We started working on this before any of the fine-tuning APIs for OpenAI came out, but we are keeping an eye out for support for fine-tuning on more OSS models. I suspect it would result in better results, especially if it were trained on only exceptions, for example.

Interesting! What do you think the main value add is: 1) saving the developer time from tagging known errors themselves? Or 2) is the idea that this would be applied to complete unknown errors, and give a sense of what's going on by labeling it?

Also, how hard was it to set up your own private model instance? I have yet to try that, I've just been playing around with OpenAI's API. Any good tutorials you recommend?

Both - tagging errors into broad buckets can help with filtering and searching for categories of errors, while finding similar errors surfaces ones that might be more familiar to an unknown one. We're learning as we go though and also want to surface solutions to errors long term.

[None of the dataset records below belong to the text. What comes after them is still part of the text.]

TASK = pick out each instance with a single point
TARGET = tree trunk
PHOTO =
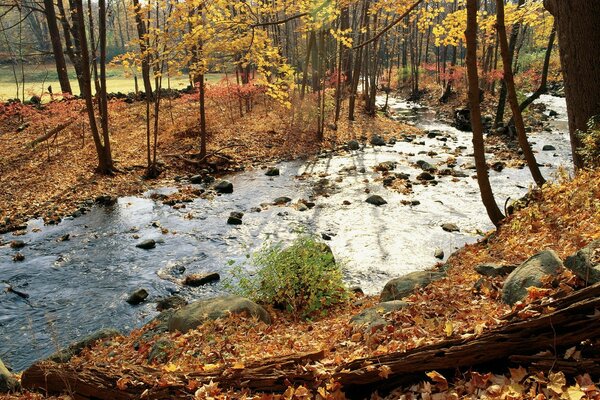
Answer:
(104, 162)
(573, 320)
(503, 92)
(578, 27)
(487, 196)
(544, 82)
(143, 40)
(512, 97)
(59, 55)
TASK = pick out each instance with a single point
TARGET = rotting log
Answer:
(568, 321)
(101, 381)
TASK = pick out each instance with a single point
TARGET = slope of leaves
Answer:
(563, 216)
(55, 177)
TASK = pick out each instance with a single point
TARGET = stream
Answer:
(80, 285)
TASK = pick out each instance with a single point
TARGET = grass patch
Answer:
(302, 279)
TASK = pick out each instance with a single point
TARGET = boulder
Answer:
(528, 274)
(462, 119)
(425, 166)
(372, 318)
(17, 244)
(159, 353)
(106, 200)
(196, 280)
(74, 349)
(159, 324)
(146, 244)
(196, 179)
(235, 218)
(273, 171)
(376, 200)
(137, 297)
(194, 314)
(224, 187)
(377, 140)
(494, 270)
(171, 302)
(449, 227)
(281, 200)
(353, 145)
(425, 176)
(8, 383)
(398, 288)
(386, 166)
(586, 263)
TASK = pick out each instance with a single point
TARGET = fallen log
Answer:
(575, 318)
(102, 382)
(54, 131)
(566, 322)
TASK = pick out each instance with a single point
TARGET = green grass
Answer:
(39, 77)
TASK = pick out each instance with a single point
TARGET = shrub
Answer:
(590, 140)
(303, 278)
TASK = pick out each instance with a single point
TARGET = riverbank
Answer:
(462, 305)
(56, 177)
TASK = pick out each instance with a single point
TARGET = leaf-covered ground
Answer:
(563, 216)
(56, 176)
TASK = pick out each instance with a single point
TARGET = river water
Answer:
(80, 285)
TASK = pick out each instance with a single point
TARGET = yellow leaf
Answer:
(170, 367)
(439, 379)
(238, 365)
(556, 382)
(384, 371)
(210, 367)
(517, 374)
(449, 328)
(573, 393)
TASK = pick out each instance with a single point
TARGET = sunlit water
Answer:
(79, 286)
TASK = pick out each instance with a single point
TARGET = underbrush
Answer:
(303, 279)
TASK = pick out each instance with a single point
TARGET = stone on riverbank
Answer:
(8, 383)
(137, 297)
(196, 280)
(494, 270)
(146, 244)
(353, 145)
(273, 171)
(372, 318)
(528, 274)
(224, 187)
(235, 218)
(194, 314)
(376, 200)
(398, 288)
(586, 263)
(76, 348)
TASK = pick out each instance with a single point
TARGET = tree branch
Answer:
(390, 26)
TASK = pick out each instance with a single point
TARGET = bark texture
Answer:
(578, 28)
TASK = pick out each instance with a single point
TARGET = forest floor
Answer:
(563, 217)
(55, 178)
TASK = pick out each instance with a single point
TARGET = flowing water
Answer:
(80, 285)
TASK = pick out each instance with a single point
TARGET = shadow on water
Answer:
(80, 285)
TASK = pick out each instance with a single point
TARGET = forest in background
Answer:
(296, 78)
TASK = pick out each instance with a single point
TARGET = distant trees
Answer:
(578, 27)
(483, 180)
(98, 127)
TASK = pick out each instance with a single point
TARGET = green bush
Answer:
(303, 278)
(590, 140)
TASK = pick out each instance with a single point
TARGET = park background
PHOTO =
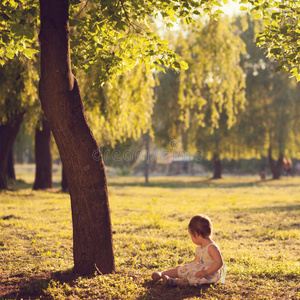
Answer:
(210, 139)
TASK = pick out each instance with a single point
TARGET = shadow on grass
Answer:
(22, 286)
(157, 291)
(206, 183)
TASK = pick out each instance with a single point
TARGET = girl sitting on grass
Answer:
(207, 267)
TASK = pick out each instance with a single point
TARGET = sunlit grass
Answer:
(256, 226)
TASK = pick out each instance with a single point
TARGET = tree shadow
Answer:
(158, 291)
(201, 183)
(22, 286)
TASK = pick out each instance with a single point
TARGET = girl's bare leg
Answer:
(182, 282)
(171, 273)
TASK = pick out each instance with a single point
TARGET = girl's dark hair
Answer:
(201, 224)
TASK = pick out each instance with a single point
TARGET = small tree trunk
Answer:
(10, 170)
(8, 134)
(147, 158)
(79, 152)
(275, 168)
(43, 157)
(217, 167)
(64, 181)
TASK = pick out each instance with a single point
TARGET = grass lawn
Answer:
(257, 226)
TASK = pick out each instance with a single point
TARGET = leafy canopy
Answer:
(281, 34)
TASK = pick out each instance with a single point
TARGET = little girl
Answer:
(207, 267)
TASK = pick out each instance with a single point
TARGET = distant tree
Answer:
(268, 124)
(16, 98)
(43, 157)
(199, 104)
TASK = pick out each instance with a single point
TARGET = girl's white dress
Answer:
(204, 261)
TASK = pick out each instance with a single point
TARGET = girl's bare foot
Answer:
(156, 276)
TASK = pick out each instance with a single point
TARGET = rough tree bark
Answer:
(43, 157)
(80, 154)
(217, 167)
(8, 134)
(276, 168)
(64, 181)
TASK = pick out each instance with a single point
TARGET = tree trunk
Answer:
(147, 158)
(64, 182)
(43, 157)
(10, 169)
(8, 134)
(217, 167)
(80, 154)
(276, 169)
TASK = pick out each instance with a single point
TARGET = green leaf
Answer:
(184, 65)
(257, 16)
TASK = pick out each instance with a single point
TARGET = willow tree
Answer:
(17, 97)
(97, 33)
(211, 92)
(268, 126)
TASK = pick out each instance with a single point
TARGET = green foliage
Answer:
(281, 34)
(201, 104)
(255, 225)
(18, 21)
(121, 108)
(272, 109)
(115, 34)
(18, 88)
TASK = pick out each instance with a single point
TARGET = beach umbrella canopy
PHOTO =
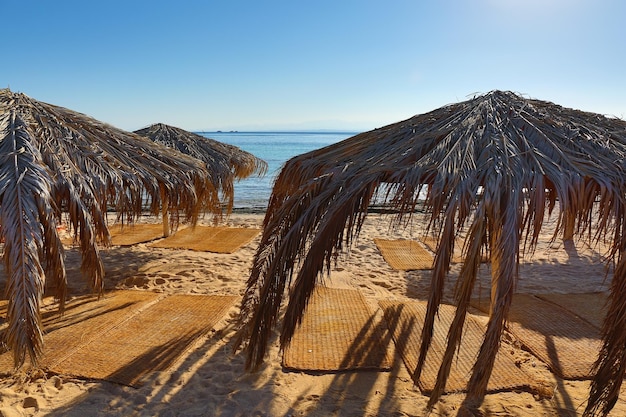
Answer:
(493, 166)
(55, 161)
(225, 163)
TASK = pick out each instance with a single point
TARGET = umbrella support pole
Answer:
(568, 226)
(166, 216)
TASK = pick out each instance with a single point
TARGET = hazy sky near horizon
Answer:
(335, 64)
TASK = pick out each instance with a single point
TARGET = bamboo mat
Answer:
(209, 239)
(129, 234)
(126, 335)
(338, 332)
(588, 306)
(405, 320)
(457, 257)
(568, 344)
(404, 254)
(132, 234)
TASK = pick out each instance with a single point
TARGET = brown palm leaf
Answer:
(492, 165)
(225, 163)
(54, 161)
(26, 210)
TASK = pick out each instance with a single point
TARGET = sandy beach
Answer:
(210, 379)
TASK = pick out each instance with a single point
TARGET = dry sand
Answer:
(210, 380)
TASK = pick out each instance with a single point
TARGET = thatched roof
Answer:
(224, 162)
(492, 166)
(54, 160)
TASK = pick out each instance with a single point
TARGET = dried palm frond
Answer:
(494, 165)
(31, 245)
(225, 163)
(54, 161)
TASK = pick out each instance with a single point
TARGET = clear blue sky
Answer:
(337, 64)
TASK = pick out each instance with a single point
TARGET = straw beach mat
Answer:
(132, 234)
(405, 321)
(129, 234)
(457, 257)
(209, 239)
(338, 332)
(405, 254)
(568, 344)
(588, 306)
(125, 335)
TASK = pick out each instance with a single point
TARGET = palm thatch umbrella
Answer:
(54, 160)
(224, 162)
(490, 166)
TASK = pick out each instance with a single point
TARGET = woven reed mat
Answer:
(588, 306)
(457, 257)
(405, 320)
(431, 243)
(126, 335)
(405, 254)
(209, 239)
(132, 234)
(338, 332)
(568, 344)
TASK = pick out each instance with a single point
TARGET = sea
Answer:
(252, 194)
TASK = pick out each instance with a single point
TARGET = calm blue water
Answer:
(275, 148)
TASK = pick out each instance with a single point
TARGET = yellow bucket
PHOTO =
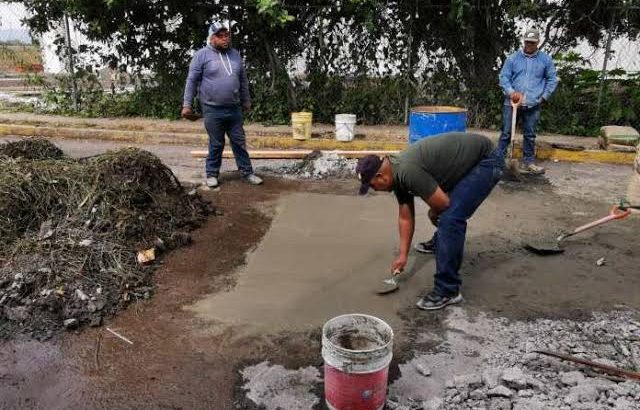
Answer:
(301, 125)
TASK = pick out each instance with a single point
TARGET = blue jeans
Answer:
(464, 199)
(219, 121)
(530, 117)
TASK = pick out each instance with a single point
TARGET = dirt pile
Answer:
(71, 231)
(35, 148)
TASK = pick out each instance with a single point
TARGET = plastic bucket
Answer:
(357, 350)
(345, 126)
(301, 125)
(427, 121)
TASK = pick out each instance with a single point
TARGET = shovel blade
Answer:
(543, 249)
(386, 288)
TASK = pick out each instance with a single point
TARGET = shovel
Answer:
(554, 247)
(512, 163)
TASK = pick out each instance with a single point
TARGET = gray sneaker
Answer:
(212, 182)
(434, 301)
(532, 169)
(425, 247)
(253, 179)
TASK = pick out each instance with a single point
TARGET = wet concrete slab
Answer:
(325, 255)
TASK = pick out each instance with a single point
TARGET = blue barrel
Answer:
(426, 121)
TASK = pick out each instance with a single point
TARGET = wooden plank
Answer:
(293, 154)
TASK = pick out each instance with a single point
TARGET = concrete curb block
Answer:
(264, 141)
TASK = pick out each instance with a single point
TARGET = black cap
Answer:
(366, 169)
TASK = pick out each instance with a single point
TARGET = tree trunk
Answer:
(277, 68)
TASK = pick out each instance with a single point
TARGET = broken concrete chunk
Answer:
(514, 378)
(529, 404)
(581, 393)
(423, 370)
(500, 403)
(146, 256)
(16, 314)
(467, 380)
(81, 295)
(46, 230)
(433, 404)
(70, 323)
(491, 377)
(478, 394)
(85, 242)
(500, 391)
(572, 378)
(622, 403)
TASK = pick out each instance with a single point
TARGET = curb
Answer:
(263, 140)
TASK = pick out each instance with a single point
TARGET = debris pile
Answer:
(508, 374)
(71, 233)
(317, 165)
(35, 148)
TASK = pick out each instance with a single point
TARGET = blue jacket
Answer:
(534, 76)
(220, 77)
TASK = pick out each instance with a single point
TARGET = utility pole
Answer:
(607, 55)
(70, 61)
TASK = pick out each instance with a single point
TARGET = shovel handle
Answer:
(614, 213)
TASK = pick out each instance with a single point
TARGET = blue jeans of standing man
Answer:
(530, 117)
(450, 236)
(219, 121)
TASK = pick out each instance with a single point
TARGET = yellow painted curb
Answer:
(608, 157)
(262, 141)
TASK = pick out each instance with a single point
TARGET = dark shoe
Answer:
(425, 247)
(213, 182)
(253, 179)
(531, 169)
(434, 301)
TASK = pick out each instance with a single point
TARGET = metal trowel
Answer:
(389, 285)
(392, 284)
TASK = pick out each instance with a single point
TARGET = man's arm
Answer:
(245, 97)
(193, 81)
(438, 203)
(406, 227)
(506, 75)
(550, 79)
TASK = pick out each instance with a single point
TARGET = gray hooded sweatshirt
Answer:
(219, 77)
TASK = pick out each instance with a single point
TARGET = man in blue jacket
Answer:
(217, 72)
(528, 77)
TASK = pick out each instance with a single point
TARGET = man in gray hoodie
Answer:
(217, 73)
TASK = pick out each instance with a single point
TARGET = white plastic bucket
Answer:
(345, 127)
(357, 350)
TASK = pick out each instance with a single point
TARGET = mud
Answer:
(217, 358)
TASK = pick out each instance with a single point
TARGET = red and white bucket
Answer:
(357, 350)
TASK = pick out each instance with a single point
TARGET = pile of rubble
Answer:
(317, 165)
(505, 372)
(78, 238)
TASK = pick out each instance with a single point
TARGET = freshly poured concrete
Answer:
(324, 256)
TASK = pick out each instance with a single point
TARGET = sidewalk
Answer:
(182, 132)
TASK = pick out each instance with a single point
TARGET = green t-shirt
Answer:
(436, 161)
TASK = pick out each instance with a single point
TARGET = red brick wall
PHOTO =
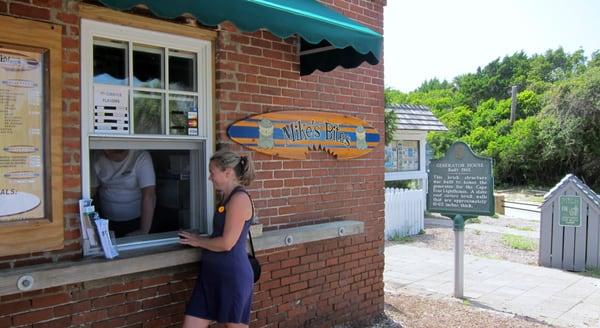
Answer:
(315, 284)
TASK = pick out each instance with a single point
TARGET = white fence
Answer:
(404, 212)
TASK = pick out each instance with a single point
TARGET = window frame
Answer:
(203, 143)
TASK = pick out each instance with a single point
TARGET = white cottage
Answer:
(405, 156)
(406, 159)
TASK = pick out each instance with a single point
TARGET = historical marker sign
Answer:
(570, 211)
(461, 183)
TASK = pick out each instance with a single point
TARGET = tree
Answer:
(571, 129)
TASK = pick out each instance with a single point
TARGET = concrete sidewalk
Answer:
(550, 295)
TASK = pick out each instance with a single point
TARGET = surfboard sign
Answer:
(291, 134)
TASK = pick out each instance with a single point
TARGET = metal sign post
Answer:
(459, 255)
(461, 183)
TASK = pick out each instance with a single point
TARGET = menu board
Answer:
(21, 135)
(461, 183)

As for hosting the model, Hugging Face has a number of guides (ie. [1]) for this but overall the process was quite simple. All you need to do is find a model compatible with the kind of inference you want to do (ie. sentence embeddings vs. text generation). Once it's deployed, Hugging Face gives you an API endpoint similar to OpenAI's embeddings API that returns the embedding vector for a given input. For picking the model, there are a bunch of good resources with benchmarks comparing them depending on the use case (ie. [2]).

[1] https://huggingface.co/blog/getting-started-with-embeddings [2] https://supabase.com/blog/fewer-dimensions-are-better-pgvect...

This is an interesting use case for AI — I spent a lot of time at my previous company messing around with Sentry's grouping interface that was a major PITA. Would have loved to just use natural language instead of weird regex-ish matching.

Curious from y'alls testing, what type of errors do NOT seem to work well / AI has trouble tagging?

The hardest errors to group / tag are ones that are further removed from the actual error cause (think frontend bug that causes a bad request that then causes a backend error, or an OOM because of a gradual memory leak). For these, we're looking at other ways to give more context to the LLM about an error (for example, associating frontend errors with backend ones and providing both as part of the request) but we also have limits on the LLM input size (512 tokens for the mdoel we're using, gte-large).